Cluster Autoscaler

Add or remove cluster nodes based on pending pods and utilization.

The Cluster Autoscaler adjusts the number of nodes in your cluster. It adds nodes when pods can't be scheduled (pending) and removes underutilized nodes whose pods can be rescheduled elsewhere.

How It Works

The Cluster Autoscaler scans every 10 seconds. For scale-up: it detects pods in Pending state, evaluates which node group can satisfy requirements, and calls the cloud provider API to provision new VMs.
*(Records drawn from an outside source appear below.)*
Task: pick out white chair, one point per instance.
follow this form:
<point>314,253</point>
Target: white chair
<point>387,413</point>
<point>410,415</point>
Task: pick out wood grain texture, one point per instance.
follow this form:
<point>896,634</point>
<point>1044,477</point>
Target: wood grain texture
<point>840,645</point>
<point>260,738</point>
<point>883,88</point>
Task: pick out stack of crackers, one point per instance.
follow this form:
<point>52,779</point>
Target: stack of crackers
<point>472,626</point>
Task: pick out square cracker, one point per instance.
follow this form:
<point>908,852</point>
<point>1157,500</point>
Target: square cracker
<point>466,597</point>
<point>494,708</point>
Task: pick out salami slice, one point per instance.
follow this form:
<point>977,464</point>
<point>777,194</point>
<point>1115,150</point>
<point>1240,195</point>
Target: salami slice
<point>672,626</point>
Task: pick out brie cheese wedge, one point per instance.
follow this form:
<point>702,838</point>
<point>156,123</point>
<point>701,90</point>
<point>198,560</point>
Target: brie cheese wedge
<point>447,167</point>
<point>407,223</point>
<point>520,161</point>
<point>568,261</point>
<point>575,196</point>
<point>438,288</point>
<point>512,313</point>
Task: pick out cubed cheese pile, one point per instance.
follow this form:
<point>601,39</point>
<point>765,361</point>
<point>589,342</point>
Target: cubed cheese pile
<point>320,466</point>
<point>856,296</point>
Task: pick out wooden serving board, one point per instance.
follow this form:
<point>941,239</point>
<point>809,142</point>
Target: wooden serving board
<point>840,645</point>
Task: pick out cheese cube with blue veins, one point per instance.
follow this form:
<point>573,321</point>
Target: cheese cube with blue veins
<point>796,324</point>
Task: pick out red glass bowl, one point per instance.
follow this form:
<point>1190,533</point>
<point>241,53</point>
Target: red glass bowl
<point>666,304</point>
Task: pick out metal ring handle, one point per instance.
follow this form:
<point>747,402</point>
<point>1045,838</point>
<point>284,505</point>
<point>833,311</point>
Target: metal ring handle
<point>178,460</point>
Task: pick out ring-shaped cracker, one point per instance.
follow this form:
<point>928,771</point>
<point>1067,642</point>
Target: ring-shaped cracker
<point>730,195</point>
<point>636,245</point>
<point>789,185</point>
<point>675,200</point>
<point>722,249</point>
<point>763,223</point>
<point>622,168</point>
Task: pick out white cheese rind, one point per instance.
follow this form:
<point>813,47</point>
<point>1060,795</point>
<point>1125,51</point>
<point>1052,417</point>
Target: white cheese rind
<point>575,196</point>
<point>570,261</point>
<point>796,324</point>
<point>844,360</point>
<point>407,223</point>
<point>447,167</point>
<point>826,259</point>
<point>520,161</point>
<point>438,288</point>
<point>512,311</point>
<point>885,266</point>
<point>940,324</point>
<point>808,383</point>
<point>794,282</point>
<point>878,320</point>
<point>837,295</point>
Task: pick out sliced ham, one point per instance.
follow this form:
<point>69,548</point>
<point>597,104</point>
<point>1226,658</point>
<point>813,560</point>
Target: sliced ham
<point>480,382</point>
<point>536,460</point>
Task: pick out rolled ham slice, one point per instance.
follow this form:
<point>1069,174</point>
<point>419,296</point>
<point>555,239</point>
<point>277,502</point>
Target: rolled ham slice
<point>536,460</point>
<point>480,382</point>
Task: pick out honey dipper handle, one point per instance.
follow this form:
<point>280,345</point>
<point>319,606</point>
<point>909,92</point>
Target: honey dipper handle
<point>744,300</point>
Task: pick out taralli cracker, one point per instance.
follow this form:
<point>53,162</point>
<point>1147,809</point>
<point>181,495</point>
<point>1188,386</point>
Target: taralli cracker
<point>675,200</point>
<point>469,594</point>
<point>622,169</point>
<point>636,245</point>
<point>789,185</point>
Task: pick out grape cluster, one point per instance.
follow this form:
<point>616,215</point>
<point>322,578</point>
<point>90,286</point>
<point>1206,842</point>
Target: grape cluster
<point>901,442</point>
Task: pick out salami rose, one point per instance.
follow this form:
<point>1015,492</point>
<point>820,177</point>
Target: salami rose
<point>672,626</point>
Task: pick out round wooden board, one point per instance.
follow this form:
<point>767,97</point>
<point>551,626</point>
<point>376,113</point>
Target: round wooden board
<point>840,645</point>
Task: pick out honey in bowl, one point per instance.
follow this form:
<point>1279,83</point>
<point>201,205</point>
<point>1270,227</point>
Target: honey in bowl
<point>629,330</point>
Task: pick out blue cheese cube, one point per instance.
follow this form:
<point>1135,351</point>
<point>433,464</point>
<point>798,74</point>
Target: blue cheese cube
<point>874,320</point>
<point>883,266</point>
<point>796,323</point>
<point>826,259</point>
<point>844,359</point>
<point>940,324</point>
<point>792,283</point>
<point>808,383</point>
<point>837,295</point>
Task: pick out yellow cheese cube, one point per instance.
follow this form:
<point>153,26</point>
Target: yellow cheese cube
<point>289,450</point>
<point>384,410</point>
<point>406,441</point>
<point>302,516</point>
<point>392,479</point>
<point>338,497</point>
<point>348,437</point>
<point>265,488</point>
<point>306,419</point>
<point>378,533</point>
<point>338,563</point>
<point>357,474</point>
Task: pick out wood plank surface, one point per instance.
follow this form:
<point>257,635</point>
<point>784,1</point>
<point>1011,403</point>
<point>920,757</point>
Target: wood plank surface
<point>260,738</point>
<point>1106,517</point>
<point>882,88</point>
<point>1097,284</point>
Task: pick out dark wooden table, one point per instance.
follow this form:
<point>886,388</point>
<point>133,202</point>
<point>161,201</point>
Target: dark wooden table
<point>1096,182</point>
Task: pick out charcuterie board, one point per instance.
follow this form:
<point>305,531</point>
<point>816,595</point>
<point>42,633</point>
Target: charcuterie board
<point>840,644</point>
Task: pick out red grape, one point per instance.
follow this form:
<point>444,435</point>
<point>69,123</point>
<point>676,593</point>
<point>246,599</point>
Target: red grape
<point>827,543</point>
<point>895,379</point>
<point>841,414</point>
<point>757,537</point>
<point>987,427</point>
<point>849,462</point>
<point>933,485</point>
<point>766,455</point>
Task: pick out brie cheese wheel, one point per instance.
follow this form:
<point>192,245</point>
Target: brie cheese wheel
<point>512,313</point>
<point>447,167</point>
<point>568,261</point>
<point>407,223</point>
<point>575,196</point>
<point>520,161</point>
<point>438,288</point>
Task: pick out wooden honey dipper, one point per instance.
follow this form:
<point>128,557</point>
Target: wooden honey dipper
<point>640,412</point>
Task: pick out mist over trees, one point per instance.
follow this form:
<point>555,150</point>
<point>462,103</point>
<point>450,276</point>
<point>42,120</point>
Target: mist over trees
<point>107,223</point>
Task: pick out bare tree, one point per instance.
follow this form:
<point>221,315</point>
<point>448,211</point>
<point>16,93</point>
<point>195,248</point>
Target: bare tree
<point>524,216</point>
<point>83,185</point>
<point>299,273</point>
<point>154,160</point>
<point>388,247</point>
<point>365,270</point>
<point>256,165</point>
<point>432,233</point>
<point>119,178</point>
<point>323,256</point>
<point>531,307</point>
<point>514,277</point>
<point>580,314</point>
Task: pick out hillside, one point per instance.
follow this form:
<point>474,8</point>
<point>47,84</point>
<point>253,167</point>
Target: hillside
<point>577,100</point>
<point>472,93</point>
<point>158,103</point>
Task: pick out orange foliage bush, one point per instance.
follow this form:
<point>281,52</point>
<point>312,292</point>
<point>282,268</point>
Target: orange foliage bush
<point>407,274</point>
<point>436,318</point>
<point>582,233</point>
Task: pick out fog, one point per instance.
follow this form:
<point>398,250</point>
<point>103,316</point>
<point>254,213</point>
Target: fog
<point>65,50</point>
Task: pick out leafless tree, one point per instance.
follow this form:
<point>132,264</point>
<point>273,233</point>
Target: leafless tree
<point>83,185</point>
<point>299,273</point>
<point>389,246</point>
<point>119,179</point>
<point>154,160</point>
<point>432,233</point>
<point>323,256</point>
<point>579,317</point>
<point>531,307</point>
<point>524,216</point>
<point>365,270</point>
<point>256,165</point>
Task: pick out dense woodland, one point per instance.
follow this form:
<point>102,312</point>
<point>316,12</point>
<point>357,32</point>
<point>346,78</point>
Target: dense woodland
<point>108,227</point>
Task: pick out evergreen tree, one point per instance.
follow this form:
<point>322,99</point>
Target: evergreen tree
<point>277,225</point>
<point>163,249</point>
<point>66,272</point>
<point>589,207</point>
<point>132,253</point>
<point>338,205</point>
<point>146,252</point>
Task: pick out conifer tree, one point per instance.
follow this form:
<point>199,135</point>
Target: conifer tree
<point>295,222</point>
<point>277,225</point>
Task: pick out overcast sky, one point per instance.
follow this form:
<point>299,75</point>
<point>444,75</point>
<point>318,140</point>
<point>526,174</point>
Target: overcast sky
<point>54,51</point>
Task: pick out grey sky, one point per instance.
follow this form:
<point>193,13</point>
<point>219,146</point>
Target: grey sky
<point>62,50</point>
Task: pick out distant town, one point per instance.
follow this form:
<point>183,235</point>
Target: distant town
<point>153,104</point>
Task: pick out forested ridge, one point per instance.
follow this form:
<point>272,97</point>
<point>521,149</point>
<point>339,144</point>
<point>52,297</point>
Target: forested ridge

For scale-down: it checks if nodes are below 50% utilization for 10+ minutes and safely drains them.

It uses an expander strategy to choose which node group to scale: least-waste (recommended), most-pods, random, or priority.

When to Use

Pod autoscalers (HPA/KEDA) create more pods than nodes can handle
You want automatic infrastructure elasticity
Significant load variance (daily cycles, seasonal spikes)
Cost optimization by removing idle nodes

When NOT to Use

Bare metal clusters (no dynamic node provisioning)
Latency-sensitive workloads (2-5 min node provisioning)
Fixed-capacity requirements or compliance constraints

Real-World Example

Black Friday Traffic Spike

An e-commerce platform runs on 20 nodes normally. On Black Friday, HPA scales the frontend from 40 to 600 pods. The Cluster Autoscaler detects hundreds of Pending pods, provisions 65 additional c5.2xlarge EC2 instances over 12 minutes (20 → 85 nodes). By Monday, traffic normalizes and nodes are gradually drained back to 20.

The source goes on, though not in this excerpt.